Интересно, удастся вообще послушать, что они играют? А то те, кто раньше косил под растаманов, выдавал не регги, а какой-то особенно паршивый шансон. Если и эти ребята из таких – их даже на съемках отборочных можно не увидеть. Хотя, они яркие. На них хоть зрители поржать могут.

– Пацаны, покурить не найдется? – добродушно спрашивает Валерон, останавливаясь напротив парня с дредами. Тот зыркает на него снисходительно.

– Это ты из-за одной паршивой сигареты со своего конца очереди к нам перся? Да еще не один, а с подругой?
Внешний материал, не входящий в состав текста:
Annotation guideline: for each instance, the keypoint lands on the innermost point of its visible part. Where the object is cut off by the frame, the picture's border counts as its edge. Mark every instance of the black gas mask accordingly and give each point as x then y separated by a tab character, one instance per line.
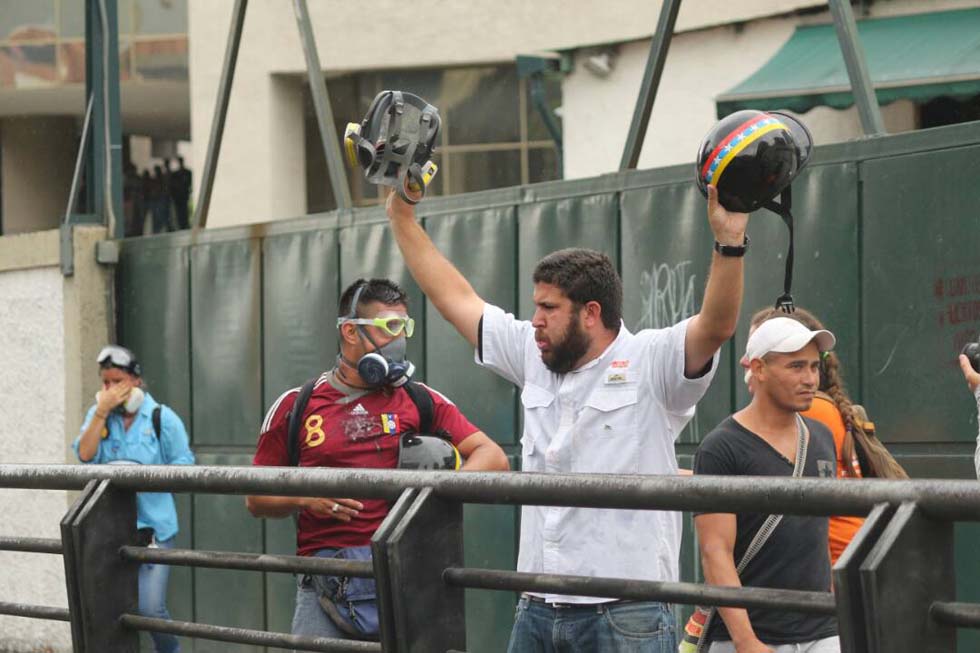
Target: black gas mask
395	141
387	365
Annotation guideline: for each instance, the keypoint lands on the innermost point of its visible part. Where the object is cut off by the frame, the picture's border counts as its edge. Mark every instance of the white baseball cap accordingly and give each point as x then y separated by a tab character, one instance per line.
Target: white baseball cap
785	335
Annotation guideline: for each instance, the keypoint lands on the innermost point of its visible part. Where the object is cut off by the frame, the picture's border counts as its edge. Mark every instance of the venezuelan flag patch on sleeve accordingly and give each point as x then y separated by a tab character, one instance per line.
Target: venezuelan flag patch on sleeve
389	423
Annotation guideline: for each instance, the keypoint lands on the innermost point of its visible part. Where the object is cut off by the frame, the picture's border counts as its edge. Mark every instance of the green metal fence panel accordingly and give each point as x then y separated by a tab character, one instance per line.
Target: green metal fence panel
369	250
280	588
921	291
222	523
666	252
490	536
152	293
590	221
482	244
299	307
226	327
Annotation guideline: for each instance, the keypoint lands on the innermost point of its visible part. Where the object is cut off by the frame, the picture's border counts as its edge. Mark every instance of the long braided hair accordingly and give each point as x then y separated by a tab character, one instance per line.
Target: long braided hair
831	382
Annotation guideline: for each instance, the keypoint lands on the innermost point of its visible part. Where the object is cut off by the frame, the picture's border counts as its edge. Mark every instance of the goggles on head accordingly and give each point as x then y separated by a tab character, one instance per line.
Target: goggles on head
116	356
393	325
395	141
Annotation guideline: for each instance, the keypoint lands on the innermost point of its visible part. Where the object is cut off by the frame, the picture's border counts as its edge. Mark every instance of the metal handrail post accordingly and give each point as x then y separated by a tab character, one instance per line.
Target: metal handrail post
321	103
220	113
79	158
857	68
651	82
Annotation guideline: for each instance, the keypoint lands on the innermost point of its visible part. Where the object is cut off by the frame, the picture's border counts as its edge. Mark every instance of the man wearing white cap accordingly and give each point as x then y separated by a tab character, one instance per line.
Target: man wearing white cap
770	438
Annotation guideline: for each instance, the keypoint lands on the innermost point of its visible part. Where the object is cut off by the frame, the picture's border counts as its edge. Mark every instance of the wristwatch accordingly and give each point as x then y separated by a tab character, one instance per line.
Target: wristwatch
732	250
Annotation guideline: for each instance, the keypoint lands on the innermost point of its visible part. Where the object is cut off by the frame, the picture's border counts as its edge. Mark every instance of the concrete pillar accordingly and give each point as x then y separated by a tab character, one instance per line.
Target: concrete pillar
38	159
53	327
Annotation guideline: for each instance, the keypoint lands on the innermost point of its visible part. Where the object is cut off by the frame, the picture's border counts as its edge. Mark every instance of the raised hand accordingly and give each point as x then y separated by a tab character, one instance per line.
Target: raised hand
727	226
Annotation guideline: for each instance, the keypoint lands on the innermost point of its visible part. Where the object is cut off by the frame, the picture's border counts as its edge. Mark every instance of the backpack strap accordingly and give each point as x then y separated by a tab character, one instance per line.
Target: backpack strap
295	419
423	402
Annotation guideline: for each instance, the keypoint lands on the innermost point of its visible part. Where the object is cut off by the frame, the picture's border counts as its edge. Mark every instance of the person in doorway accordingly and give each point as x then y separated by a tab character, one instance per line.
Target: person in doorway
596	398
126	425
770	437
180	192
355	418
160	200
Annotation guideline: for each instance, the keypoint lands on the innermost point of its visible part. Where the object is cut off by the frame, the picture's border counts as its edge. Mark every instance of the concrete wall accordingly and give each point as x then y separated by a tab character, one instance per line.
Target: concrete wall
32	430
718	44
52	328
259	175
38	159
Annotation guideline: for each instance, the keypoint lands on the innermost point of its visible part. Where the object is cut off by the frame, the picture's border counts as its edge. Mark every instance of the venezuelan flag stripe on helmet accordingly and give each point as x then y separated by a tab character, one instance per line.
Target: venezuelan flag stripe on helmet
737	141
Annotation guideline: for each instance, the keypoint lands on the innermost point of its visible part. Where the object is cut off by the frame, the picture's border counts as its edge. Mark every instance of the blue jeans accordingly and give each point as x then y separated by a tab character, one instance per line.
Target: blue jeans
619	627
153	600
309	618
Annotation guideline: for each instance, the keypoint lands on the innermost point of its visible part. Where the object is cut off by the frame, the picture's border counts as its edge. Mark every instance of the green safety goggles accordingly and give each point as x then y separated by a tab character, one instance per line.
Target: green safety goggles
392	325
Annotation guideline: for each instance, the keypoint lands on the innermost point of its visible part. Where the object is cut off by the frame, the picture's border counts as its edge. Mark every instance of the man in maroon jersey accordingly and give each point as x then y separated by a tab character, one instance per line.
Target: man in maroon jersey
351	422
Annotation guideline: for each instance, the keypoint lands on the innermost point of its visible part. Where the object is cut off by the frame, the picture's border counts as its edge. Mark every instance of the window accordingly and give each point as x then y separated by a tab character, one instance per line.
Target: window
491	136
42	42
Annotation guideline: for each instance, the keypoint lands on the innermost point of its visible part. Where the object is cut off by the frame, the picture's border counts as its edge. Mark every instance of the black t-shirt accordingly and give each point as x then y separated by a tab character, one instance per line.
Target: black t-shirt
796	556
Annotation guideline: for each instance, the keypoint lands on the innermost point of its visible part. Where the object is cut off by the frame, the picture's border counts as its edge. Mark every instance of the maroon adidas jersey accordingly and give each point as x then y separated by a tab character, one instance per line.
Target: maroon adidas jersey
359	433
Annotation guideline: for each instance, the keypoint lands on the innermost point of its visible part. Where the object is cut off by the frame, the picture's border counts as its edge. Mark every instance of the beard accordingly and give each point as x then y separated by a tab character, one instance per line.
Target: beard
565	353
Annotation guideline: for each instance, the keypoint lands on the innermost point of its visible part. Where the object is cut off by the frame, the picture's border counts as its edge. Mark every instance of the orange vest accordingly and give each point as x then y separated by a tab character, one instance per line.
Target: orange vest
842	529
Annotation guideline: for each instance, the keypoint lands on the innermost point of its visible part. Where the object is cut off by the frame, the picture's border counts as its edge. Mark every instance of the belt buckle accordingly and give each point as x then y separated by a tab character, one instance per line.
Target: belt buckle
544	601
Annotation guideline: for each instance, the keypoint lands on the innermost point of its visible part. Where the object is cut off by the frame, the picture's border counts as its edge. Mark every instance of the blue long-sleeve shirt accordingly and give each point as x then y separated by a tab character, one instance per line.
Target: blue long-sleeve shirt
140	445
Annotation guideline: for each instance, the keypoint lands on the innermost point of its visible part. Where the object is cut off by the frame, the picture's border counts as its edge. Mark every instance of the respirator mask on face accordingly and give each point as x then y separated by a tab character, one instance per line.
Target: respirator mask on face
132	403
387	365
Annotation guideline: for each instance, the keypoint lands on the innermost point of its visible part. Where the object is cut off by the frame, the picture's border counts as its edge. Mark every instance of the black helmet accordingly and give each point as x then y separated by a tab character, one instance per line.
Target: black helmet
751	156
423	451
394	141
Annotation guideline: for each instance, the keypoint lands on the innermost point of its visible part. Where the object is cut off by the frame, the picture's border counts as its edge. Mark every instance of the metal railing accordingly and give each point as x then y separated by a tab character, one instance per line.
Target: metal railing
894	585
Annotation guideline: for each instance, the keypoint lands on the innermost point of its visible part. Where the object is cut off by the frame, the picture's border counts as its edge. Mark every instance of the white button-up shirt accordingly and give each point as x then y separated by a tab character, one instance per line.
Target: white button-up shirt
617	414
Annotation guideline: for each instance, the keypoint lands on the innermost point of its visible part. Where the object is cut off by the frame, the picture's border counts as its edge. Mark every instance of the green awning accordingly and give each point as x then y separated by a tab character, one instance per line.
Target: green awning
916	57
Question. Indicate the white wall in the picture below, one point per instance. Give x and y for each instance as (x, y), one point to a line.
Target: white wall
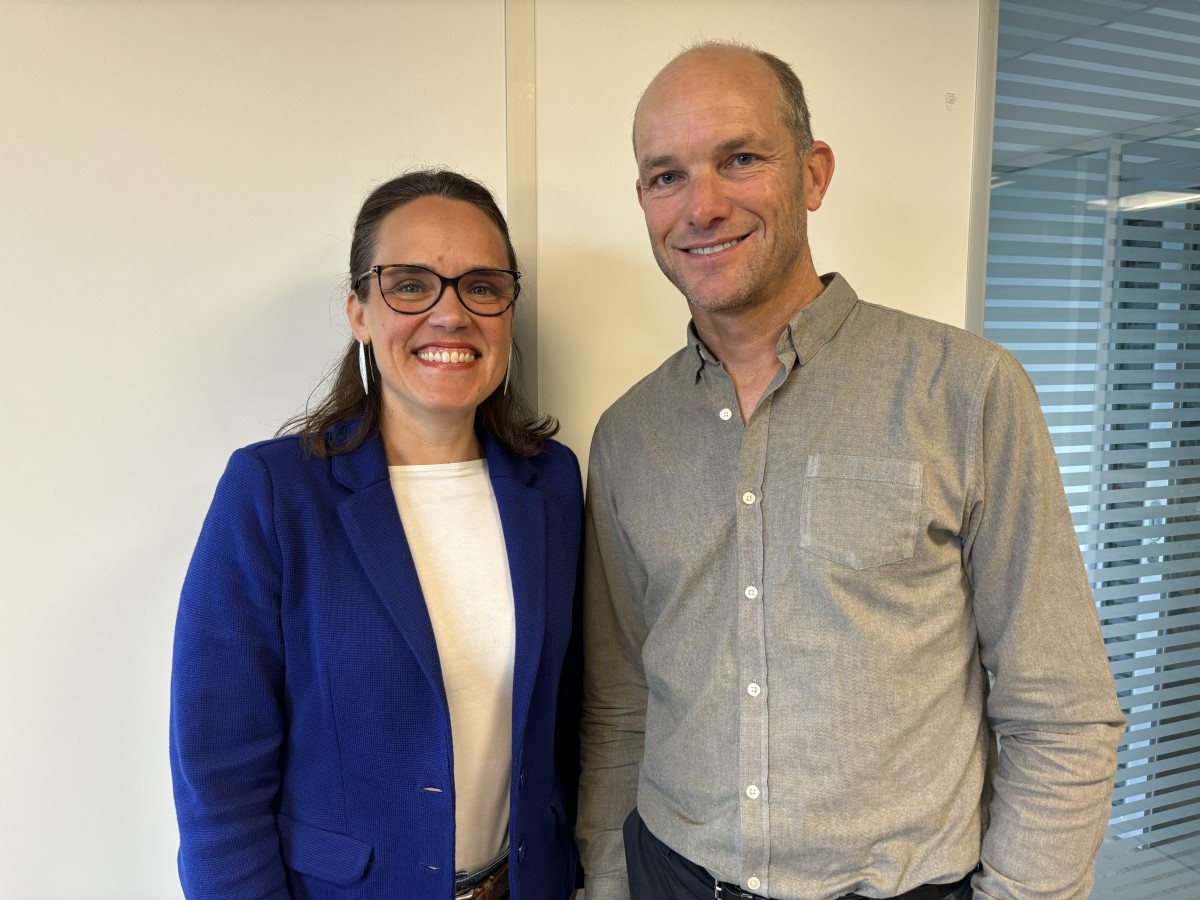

– Ну почему сразу из-за паршивой? – Валерон тут же делает заискивающую моську. – Может, я заранее вижу, что лучше, чем у вас, тут ни у кого покурить не найдется…

– Слышь, медведь, вали отсюда, – парень в полосатой рубахе одним резким движением оказывается на пятках, – мы тут со вчера ночевали не для того, чтобы всякие деревенщины к нам примазаться пытались. Хрен тебе, а не наше место в очереди, понял?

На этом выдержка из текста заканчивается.